Keenly aware of their ages, the Brasovankins said they know they will not live forever. Many of their friends died years ago. But, they plan to stick around as long as possible to raise their grandson.
Even though the Brasovankins admit they are unable to run after Steven or lift him into a park swing or shopping cart without help from strangers, the couple argue love should triumph over longevity in the fight for Steven.
There are more than 4 million children in the United States today being cared for by more than 2 million grandparents who are taking up the slack left by parents who can't take care of their kids for reasons ranging from drug addictions to prison sentences, and most recently, military deployments.
Child-care experts agreed children usually would be better off with a family member than with a foster family.
"Even in the worst, most difficult situations, a child still yearns to be with the individuals that they're connected to, that they're related to," said Kimberly Williams of New York University's Studies Center.
Elder-care advocates agree, but urge grandparents to act with their heads, not with their hearts.
"We encourage them to have the courage to say, 'No, this isn't something I can do,' and maybe they can be involved on some other level.

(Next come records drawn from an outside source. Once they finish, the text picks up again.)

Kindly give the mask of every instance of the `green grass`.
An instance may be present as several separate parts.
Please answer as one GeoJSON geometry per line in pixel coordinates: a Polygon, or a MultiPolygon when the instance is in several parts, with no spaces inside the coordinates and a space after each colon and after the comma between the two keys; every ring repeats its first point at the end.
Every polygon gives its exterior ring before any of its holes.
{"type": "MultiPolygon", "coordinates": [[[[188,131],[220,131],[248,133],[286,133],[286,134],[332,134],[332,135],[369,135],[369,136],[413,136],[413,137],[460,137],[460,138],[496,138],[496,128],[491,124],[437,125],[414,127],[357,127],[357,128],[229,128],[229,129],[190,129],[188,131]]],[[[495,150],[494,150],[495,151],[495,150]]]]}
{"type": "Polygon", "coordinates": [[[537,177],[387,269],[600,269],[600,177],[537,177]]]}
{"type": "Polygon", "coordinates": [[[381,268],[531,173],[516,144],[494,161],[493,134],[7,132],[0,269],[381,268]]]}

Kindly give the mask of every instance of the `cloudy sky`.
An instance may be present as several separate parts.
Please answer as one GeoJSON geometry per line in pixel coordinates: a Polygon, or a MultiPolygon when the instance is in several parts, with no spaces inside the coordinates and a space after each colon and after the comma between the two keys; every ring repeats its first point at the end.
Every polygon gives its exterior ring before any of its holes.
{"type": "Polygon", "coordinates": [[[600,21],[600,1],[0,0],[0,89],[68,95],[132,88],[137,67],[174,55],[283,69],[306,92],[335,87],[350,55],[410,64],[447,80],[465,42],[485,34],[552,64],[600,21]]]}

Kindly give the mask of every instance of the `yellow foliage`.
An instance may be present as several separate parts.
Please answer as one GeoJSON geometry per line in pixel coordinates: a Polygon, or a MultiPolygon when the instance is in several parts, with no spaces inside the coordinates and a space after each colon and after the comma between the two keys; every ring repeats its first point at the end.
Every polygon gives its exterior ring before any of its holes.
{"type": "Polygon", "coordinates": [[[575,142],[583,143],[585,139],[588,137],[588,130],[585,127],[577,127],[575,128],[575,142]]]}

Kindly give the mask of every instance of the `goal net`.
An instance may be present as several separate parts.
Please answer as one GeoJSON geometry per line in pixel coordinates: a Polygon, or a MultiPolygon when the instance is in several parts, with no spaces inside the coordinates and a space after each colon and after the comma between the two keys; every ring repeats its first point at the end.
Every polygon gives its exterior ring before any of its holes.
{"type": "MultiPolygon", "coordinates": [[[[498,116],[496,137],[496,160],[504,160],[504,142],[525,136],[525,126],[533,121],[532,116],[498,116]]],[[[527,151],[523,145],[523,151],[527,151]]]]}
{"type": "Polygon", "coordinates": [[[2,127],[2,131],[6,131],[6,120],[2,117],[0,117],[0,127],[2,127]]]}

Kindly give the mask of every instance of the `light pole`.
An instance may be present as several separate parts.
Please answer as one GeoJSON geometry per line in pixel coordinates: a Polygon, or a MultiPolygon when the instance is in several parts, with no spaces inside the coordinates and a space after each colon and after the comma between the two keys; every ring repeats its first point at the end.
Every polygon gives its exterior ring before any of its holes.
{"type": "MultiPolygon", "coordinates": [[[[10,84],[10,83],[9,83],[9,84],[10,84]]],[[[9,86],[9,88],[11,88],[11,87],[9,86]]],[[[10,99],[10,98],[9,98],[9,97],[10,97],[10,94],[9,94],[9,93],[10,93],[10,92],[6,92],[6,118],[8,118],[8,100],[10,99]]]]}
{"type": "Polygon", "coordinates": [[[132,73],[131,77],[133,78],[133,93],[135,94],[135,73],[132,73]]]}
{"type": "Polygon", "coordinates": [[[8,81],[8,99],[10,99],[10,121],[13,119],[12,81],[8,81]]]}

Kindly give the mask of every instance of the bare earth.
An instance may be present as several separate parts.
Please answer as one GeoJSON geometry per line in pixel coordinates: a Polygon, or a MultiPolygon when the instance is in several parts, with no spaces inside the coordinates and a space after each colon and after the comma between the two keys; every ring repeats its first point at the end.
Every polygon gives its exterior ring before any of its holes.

But if a relative caregiver is willing to take it on, we think that is the best situation for the child," said Maggie Biscarr of AARP.
(You can visit the AARP Web site for more resources for parenting grandparents.)
The Brasovankins continue their custody fight for Steven, insisting he belongs with his own family, not a foster one.
"They did a rotten thing to this child," Mildred said. "This child has been through enough in his life. I hope that from us he'll have some good memories and as long as it's possible we'll take care of him."
Next month, a family court judge will hear the case and decide whether to return Steven to his grandparents or keep him in a foster home with younger, but unfamiliar, caregivers.